Operator Certification and Responsibilities

  • Pilots of a small UAS would be considered “operators”.
  • Operators would be required to:
    • Pass an initial aeronautical knowledge test at an FAA-approved knowledge testing center.
    • Be vetted by the Transportation Security Administration.
    • Obtain an unmanned aircraft operator certificate with a small UAS rating (like existing pilot airman certificates, never expires).
    • Pass a recurrent aeronautical knowledge test every 24 months.
    • Be at least 16 years old.
    • Make available to the FAA, upon request, the small UAS for inspection or testing, and any associated documents/records required to be kept under the proposed rule.
    • Report an accident to the FAA within 10 days of any operation that results in injury or property damage.
    • Conduct a pre-flight inspection, to include specific aircraft and control station systems checks, to ensure the small UAS is safe for operation.

Aircraft requirements

  • FAA airworthiness certification not required. However, operator must maintain a small drone in condition for safe operation and prior to flight must inspect the drone to ensure that it is in a condition for safe operation. Aircraft Registration required (same requirements that apply to all other aircraft – more about this below).
  • Aircraft markings required (same requirements that apply to all other aircraft – also more about this below). If aircraft is too small to display markings in standard size, then the aircraft simply needs to display markings in the largest practicable manner.

Model aircraft

  • Proposed rule would not apply to model aircraft that satisfy all of the criteria specified in section 336 of Public Law 112-95.
  • The proposed rule would codify the FAA’s enforcement authority in part 101 by prohibiting model aircraft operators from endangering the safety of the national airspace system.

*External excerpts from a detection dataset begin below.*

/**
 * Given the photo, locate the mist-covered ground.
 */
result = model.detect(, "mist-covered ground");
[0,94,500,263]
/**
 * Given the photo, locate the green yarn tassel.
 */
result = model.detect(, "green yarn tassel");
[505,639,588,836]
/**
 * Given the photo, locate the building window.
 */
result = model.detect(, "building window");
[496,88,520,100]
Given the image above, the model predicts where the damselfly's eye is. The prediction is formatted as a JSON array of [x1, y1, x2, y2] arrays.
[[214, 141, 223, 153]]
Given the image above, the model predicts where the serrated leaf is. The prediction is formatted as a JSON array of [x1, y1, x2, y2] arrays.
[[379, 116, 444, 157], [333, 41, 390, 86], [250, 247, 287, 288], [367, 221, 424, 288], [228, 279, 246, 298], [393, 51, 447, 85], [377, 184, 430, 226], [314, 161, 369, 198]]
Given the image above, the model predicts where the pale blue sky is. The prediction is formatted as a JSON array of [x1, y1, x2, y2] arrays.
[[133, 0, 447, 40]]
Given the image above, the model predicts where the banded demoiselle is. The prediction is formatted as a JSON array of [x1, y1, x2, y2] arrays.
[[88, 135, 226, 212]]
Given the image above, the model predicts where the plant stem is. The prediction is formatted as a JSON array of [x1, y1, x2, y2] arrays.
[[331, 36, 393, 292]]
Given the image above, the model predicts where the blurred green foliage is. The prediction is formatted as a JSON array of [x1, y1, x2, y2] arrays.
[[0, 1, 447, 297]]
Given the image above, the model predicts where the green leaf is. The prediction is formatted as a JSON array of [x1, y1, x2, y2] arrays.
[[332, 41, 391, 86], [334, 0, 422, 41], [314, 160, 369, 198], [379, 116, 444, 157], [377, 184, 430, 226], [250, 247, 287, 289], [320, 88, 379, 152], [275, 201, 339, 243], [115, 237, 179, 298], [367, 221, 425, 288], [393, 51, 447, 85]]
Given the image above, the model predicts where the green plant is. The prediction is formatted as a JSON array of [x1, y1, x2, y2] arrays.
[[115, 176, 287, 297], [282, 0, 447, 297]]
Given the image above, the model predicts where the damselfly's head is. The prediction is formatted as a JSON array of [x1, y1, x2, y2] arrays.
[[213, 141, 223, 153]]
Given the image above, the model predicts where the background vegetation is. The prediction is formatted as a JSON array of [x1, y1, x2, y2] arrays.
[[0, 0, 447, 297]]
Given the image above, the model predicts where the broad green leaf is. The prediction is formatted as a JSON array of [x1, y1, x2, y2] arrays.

These rules are quite restrictive, and prohibit many of the uses of which the drones are capable. For one, operators would be limited to flying one drone at a time during certain hours, even over areas without any people below. Additionally, autonomous (or FPV) drones may be out of the question if the FAA holds fast to its insistence that operators maintain “line of sight” procedures during the entire flight.

Breach of airspace rules

The FAA, even before the new rules became law were fully prepared to punish operators who violated existing airspace rules (remember, drones are “aircraft”). On 6 October 2015 the FAA filed a Notice of Proposed Civil Penalty Action against a Chicago based drone operator [13], which the FAA alleges violated the Class B (highly restricted) airspace around New York City’s three main airports. The proposed civil penalty is USD $1.9 million (about AUD $2.6 million). That case has a long way to go with layers of hearings and appeals, but is a good indication that violations will be treated seriously.

Registration of drones

As part of the new rules the FAA has implemented a registration scheme for drones between 0.55 pounds (250 grams) and 55 pounds (25 kg). Essentially for recreational use just the owner must be registered but for commercial use each drone must be registered. The process is done on line. For drones over 55 pounds the owner must register the aircraft under 14 CFR Part 47 and obtain an N number exactly as one would for a regular aircraft.

Close calls

FAA officials are quick to publicize any reported incident involving a drone misdeed, and the FAA’s website even maintains a running count of “close calls” between commercial airliners and private drones. But an independent analysis of this dataset by the Academy of Model Aeronautics [14] finds that only around 3.5 percent of the 764 FAA records are true “close calls” of concern. However birds are actually a greater problem. The agency’s own report finds that the number of snowy owls that crashed into civilian aircraft last winter alone far exceeds the number of near misses with drones.

Other legal problems

Another American legal issue, as reported in the most recent issue of ISASI Forum, the journal of the International Society of Air Safety Investigators, is that despite the enormous usefulness of drones in assisting first responders and aircraft accident investigators in assessing the safety of the scene of an aircraft accident, the locating and determining the condition of victims, identifying the status and location of wreckage and many other uses, use of drones by the NTSB (National Transport Safety Board) is impossible as it cannot obtain an operator certificate. The reason is that other legislation requires that federal agencies seeking to operate aircraft (recall that drones are aircraft) must have a congressionally mandated aviation program. While this makes sense for manned aircraft, it is silly for drones, but is nonetheless the law.

United Kingdom:

The UK has adopted reasonable regulations for operations of drones under 20 kg15:

  1. A person shall not cause or permit any article or animal (whether or not attached to a parachute) to be dropped from a small aircraft so as to endanger persons or property.
  2. The person in charge of a small unmanned aircraft may only fly the aircraft if reasonably satisfied that the flight can safely be made.
  3. The person in charge of a small unmanned aircraft must maintain direct, unaided visual contact with the aircraft sufficient to monitor its flight path in relation to other aircraft, persons, vehicles, vessels and structures for the purpose of avoiding collisions.
  4. The person in charge of a small unmanned aircraft which has a mass of more than 7 kg excluding its fuel but including any articles installed in or attached to the aircraft at the commencement of its flight, must not fly such an aircraft:

a. in Class A, C, D or E airspace unless the permission of the appropriate air traffic control unit has been obtained;

b. within an aerodrome traffic zone during the notified hours of watch of the air traffic unit (if any) at that aerodrome unless the permission of any such air traffic control unit has been obtained; or

c. at a height of more than 400 feet above the surface unless it is flying in airspace described in sub-paragraph (a) or (b) above and in accordance with the requirements for that airspace.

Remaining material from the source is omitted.